M Nuh menyampaikan bahwa terjadinya diskontinuitas tersebut semata-mata untuk mengingatkan, agar manusia sadar jika selama hidupnya sudah mendapatkan nikmat tersebut. Sebagai contoh, berapa kali manusia mengalami sariawan (stomatitis aphtosa) di mulut-bibir-lidahnya. Dengan sariawan yang hanya dua hari saja, rasanya hidup ini sangat tidak nyaman dan terganggu. Dan bandingkan dengan berapa lama kita terbebas dari sariawan.
“Dengan menggunakan Teorema Limit (matematika), perbandingan tersebut akan menghasilkan bilangan tak berhingga atau infinit. Dari sifat kontinuitas ini, maka tidak ada alasan sama sekali bagi kita untuk tidak bersyukur,” kata M Nuh.
Menyitir Ibn Atha’illah dalam Al Hikam (199) disampaikan bahwa nikmat itu dirasakan betapa besar nilainya, setelah nikmat itu tercabut. Besarnya nikmat mampu melihat baru terasa, disaat kita mengalami gangguan penglihatan.
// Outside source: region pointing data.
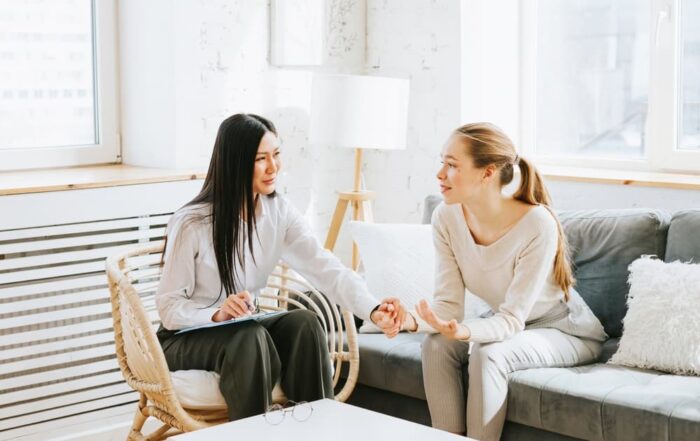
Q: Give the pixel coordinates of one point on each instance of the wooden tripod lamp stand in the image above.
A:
(359, 112)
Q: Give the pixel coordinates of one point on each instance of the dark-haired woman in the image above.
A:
(221, 248)
(511, 252)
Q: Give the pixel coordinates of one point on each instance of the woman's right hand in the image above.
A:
(237, 305)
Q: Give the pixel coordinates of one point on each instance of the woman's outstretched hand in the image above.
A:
(390, 316)
(450, 329)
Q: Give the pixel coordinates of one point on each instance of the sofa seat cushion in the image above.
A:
(683, 239)
(606, 402)
(393, 365)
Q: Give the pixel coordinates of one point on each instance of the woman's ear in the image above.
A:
(489, 172)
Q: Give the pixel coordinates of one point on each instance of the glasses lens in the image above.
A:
(302, 411)
(274, 414)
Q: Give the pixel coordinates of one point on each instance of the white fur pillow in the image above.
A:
(399, 261)
(661, 328)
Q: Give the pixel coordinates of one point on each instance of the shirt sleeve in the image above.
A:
(448, 297)
(532, 268)
(174, 302)
(321, 268)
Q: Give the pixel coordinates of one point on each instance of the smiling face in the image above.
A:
(267, 165)
(460, 180)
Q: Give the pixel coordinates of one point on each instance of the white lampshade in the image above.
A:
(359, 111)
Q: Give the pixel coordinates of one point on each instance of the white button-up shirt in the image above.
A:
(190, 290)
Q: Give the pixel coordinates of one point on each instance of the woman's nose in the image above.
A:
(441, 173)
(272, 166)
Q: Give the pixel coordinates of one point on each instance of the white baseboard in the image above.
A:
(104, 425)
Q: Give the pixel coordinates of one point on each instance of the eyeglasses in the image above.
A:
(300, 411)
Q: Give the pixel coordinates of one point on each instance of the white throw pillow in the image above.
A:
(199, 390)
(661, 327)
(399, 261)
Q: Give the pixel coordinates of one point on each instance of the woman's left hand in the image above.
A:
(450, 329)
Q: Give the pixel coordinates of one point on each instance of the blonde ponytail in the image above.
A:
(488, 145)
(532, 191)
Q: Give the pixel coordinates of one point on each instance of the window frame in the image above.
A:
(108, 148)
(663, 118)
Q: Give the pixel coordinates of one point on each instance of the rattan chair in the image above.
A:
(133, 278)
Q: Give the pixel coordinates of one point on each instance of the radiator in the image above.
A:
(56, 340)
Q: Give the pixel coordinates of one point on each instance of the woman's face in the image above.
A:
(459, 179)
(267, 164)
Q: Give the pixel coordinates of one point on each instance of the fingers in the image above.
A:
(235, 306)
(247, 299)
(387, 325)
(245, 296)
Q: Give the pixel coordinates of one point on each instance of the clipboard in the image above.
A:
(257, 317)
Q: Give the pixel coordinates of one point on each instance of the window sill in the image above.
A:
(621, 177)
(75, 178)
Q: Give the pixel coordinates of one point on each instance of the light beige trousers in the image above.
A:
(489, 365)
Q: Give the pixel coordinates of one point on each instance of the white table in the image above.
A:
(331, 420)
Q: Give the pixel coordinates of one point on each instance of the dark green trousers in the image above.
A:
(252, 356)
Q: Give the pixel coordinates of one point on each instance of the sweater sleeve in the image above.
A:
(322, 269)
(448, 297)
(174, 302)
(532, 268)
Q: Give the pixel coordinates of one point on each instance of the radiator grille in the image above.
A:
(56, 339)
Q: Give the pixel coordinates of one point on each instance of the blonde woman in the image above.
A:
(511, 252)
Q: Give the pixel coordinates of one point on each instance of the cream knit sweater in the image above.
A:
(514, 275)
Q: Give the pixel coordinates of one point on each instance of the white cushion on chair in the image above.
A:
(199, 390)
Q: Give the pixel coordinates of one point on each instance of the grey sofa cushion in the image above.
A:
(684, 237)
(393, 364)
(605, 402)
(603, 244)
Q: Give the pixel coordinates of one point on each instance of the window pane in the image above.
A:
(47, 88)
(592, 77)
(690, 75)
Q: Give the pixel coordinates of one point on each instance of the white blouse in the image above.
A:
(190, 290)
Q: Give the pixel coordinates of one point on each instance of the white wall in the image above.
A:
(186, 65)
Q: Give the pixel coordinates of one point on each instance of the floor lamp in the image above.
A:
(360, 112)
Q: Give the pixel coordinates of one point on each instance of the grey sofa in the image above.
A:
(593, 402)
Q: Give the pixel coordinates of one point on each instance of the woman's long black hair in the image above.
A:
(228, 190)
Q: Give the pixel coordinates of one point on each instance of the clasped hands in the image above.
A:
(391, 317)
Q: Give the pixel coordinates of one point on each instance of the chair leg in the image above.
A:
(139, 419)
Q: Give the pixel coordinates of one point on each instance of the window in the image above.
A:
(597, 83)
(690, 76)
(57, 83)
(592, 81)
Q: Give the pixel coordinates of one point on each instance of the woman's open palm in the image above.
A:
(450, 329)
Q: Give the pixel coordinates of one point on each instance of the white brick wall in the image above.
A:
(211, 60)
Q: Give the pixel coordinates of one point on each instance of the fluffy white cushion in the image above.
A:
(399, 261)
(661, 327)
(199, 390)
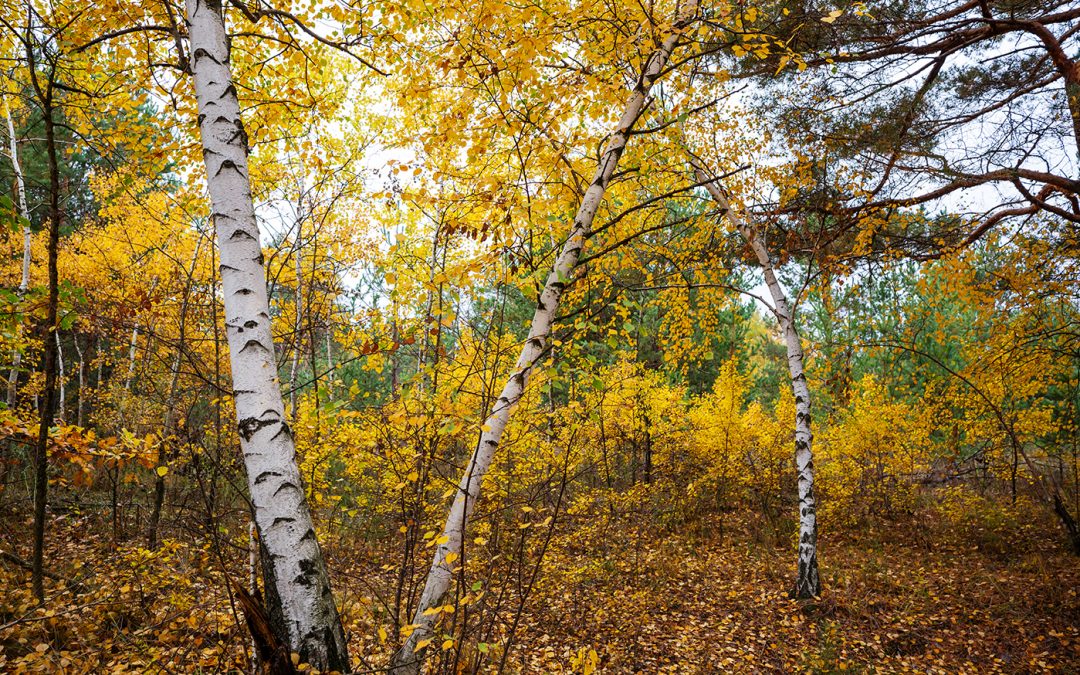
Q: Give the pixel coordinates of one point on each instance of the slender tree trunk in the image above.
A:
(132, 350)
(297, 325)
(24, 284)
(49, 395)
(80, 415)
(166, 436)
(61, 414)
(295, 574)
(808, 581)
(409, 658)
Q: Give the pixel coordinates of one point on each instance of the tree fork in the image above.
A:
(306, 617)
(409, 658)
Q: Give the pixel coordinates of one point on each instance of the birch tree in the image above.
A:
(297, 584)
(409, 658)
(807, 581)
(24, 213)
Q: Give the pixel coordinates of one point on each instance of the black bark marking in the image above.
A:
(308, 572)
(253, 345)
(202, 53)
(248, 427)
(283, 486)
(284, 430)
(228, 164)
(267, 474)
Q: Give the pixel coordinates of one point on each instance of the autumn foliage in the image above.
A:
(416, 170)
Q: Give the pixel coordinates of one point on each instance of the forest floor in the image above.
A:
(915, 596)
(894, 602)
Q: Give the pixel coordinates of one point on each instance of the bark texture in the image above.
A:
(808, 581)
(24, 212)
(409, 658)
(49, 393)
(295, 575)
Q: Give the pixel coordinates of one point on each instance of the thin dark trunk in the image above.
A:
(49, 395)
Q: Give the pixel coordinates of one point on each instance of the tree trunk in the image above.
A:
(297, 325)
(166, 435)
(409, 658)
(807, 581)
(61, 413)
(49, 395)
(24, 211)
(80, 415)
(294, 569)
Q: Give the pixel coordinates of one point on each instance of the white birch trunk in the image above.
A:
(132, 350)
(59, 362)
(297, 585)
(24, 284)
(297, 325)
(409, 658)
(329, 362)
(807, 582)
(80, 417)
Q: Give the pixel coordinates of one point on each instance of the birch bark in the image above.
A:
(295, 576)
(807, 581)
(409, 658)
(25, 213)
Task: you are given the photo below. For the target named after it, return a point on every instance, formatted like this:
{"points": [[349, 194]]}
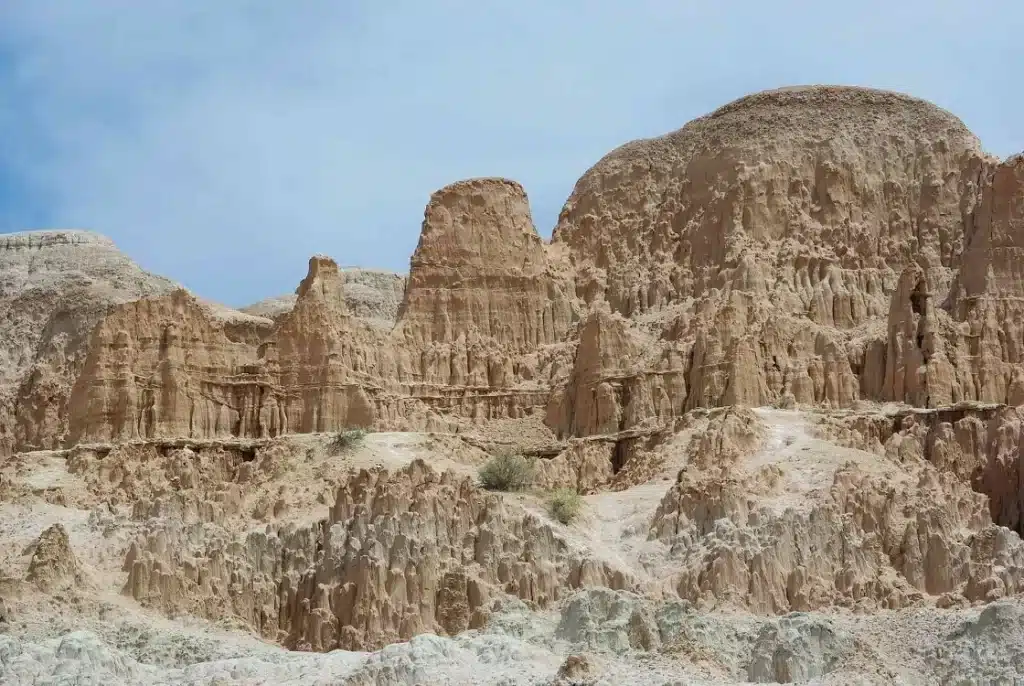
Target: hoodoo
{"points": [[759, 404]]}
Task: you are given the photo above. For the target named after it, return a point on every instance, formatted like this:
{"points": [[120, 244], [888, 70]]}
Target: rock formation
{"points": [[53, 563], [372, 294], [808, 246], [779, 351]]}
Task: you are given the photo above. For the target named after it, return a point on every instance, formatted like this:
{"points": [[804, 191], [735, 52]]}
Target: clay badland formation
{"points": [[780, 351]]}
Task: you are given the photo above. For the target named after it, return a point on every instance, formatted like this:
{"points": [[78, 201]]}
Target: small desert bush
{"points": [[565, 505], [506, 471], [346, 440]]}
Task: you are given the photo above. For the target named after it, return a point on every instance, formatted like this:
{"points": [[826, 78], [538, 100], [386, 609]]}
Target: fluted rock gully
{"points": [[779, 351]]}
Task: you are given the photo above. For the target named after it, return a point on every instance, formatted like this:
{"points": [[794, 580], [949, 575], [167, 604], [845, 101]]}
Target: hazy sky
{"points": [[223, 142]]}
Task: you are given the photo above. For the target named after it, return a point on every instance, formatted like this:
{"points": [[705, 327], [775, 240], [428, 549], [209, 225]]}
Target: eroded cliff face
{"points": [[477, 332], [813, 246], [54, 288]]}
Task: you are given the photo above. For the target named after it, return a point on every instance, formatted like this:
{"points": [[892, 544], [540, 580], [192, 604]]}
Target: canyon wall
{"points": [[815, 246]]}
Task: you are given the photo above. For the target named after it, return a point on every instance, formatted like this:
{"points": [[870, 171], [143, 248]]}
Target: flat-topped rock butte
{"points": [[779, 351]]}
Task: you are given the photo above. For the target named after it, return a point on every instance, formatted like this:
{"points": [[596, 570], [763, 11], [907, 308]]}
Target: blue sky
{"points": [[221, 143]]}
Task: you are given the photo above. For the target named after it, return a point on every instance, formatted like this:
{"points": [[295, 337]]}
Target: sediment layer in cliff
{"points": [[816, 246]]}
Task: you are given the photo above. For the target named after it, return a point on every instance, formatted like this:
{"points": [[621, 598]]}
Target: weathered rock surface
{"points": [[806, 246], [847, 261], [372, 294], [53, 563], [54, 288]]}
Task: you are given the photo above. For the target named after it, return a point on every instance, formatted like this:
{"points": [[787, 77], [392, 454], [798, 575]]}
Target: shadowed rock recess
{"points": [[780, 351]]}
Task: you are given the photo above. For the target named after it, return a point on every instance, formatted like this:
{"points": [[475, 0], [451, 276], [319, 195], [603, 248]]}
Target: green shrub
{"points": [[565, 505], [506, 471], [346, 440]]}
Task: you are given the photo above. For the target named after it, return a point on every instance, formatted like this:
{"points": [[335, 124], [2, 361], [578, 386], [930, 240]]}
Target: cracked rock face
{"points": [[778, 352]]}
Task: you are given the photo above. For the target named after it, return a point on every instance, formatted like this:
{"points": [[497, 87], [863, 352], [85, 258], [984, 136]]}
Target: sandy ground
{"points": [[96, 635]]}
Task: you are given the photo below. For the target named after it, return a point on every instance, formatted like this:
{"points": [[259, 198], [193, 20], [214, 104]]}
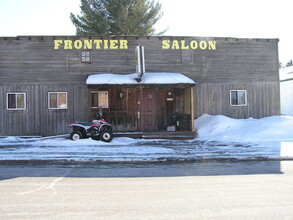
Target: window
{"points": [[99, 99], [86, 56], [238, 98], [16, 101], [57, 100]]}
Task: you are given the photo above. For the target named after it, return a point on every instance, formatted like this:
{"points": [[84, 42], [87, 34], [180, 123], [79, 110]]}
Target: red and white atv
{"points": [[97, 130]]}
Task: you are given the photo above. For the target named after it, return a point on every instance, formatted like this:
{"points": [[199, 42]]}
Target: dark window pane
{"points": [[234, 100], [11, 101], [53, 100], [95, 100], [241, 98], [20, 101], [62, 100]]}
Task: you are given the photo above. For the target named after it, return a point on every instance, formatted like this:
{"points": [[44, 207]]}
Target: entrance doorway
{"points": [[149, 103]]}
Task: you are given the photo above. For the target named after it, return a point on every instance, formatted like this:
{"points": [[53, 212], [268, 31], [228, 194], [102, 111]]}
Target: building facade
{"points": [[286, 90], [43, 81]]}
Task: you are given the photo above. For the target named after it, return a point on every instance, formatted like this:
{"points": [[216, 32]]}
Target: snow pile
{"points": [[222, 128]]}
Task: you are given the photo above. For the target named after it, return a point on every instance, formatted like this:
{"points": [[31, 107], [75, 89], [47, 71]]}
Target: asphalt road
{"points": [[214, 190]]}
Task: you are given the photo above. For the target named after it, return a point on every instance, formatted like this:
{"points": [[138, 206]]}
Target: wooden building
{"points": [[45, 81]]}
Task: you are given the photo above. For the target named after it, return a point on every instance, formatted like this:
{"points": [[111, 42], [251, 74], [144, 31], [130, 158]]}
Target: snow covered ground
{"points": [[219, 137]]}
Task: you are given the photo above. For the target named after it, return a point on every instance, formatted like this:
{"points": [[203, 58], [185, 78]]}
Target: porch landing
{"points": [[174, 135]]}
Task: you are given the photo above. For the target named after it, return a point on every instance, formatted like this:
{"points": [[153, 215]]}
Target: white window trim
{"points": [[95, 107], [238, 90], [90, 56], [15, 93], [57, 100]]}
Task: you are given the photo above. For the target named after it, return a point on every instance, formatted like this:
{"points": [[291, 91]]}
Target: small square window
{"points": [[16, 101], [238, 98], [99, 99], [86, 56], [57, 100]]}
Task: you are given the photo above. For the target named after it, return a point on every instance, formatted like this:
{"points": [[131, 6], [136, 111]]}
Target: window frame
{"points": [[83, 56], [245, 97], [49, 106], [98, 92], [16, 108]]}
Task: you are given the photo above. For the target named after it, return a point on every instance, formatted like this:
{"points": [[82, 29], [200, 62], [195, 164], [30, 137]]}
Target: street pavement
{"points": [[212, 190], [130, 150]]}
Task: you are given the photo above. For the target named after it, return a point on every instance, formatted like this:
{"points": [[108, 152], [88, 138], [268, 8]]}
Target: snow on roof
{"points": [[148, 78], [286, 73]]}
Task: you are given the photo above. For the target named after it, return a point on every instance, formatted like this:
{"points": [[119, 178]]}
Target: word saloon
{"points": [[90, 44], [183, 45]]}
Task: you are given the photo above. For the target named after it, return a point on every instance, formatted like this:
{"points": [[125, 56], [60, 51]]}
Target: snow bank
{"points": [[222, 128]]}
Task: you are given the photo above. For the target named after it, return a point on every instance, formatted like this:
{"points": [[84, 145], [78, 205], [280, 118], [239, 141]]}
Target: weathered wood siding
{"points": [[31, 65], [37, 119], [262, 99]]}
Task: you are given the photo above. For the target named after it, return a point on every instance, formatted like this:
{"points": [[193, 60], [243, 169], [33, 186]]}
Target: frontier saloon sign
{"points": [[123, 45]]}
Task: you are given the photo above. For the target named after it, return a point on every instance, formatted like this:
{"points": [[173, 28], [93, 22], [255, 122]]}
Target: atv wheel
{"points": [[106, 136], [76, 135]]}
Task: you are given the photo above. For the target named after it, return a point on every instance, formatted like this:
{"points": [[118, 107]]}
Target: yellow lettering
{"points": [[77, 44], [184, 46], [193, 44], [67, 44], [123, 44], [57, 44], [175, 45], [166, 44], [113, 44], [106, 46], [88, 44], [203, 45], [98, 44], [212, 45]]}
“Saya mengajak semuanya untuk memperkuat keimanan dan ketakwaan kita. Keimanan yang tidak hanya meyakini tentang adanya alam semesta (makhluk) yang bersifat nisbi, tetapi juga meyakini seyakin-yakinnya adanya Allah SWT sebagai Pencipta (Cholik), satu-satunya Tuhan yang patut disembah dan bersifat mutlak. Meyakini Rasulullah Muhammad SAW sebagai RasulNya. Keyakinan yang tidak hanya meyakini tentang adanya alam syahadah (physical space), tetapi juga meyakini tentang adanya alam ghaib (cyber space). Keyakinan yang tidak hanya meyakini adanya masa kini, tetapi juga masa lalu (Para Rasul dan kitab-kitabnya sebelum Rasulullah Muhammad SAW) dan keyakinan adanya masa depan, setelah kehidupan dunia ini (alam barzakh dan akhirat),” papar M Nuh.
M Nuh juga menyampaikan agar sesama manusia saling ingat mengingatkan dan ajak mengajak untuk senantiasa menjalankan dengan sebaik-baiknya (bukan sekadar menjalankan) perintah Allah SWT dan Rasul-Nya dan menjauhi (bukan sekadar meninggalkan) segala yang dilarang oleh Allah SWT dan Rasul-Nya. Baik dalam dimensi personal maupun sosial, mahdhoh maupun ghoiru mahdhoh. Semua itu akan menjadi orang-orang yang sholeh secara personal dan sholeh secara sosial.
“Sebaik-baik orang adalah orang yang paling banyak memberikan kemanfaatan bagi manusia,” tands M Nuh mengutip sabda Rasulullah SAW.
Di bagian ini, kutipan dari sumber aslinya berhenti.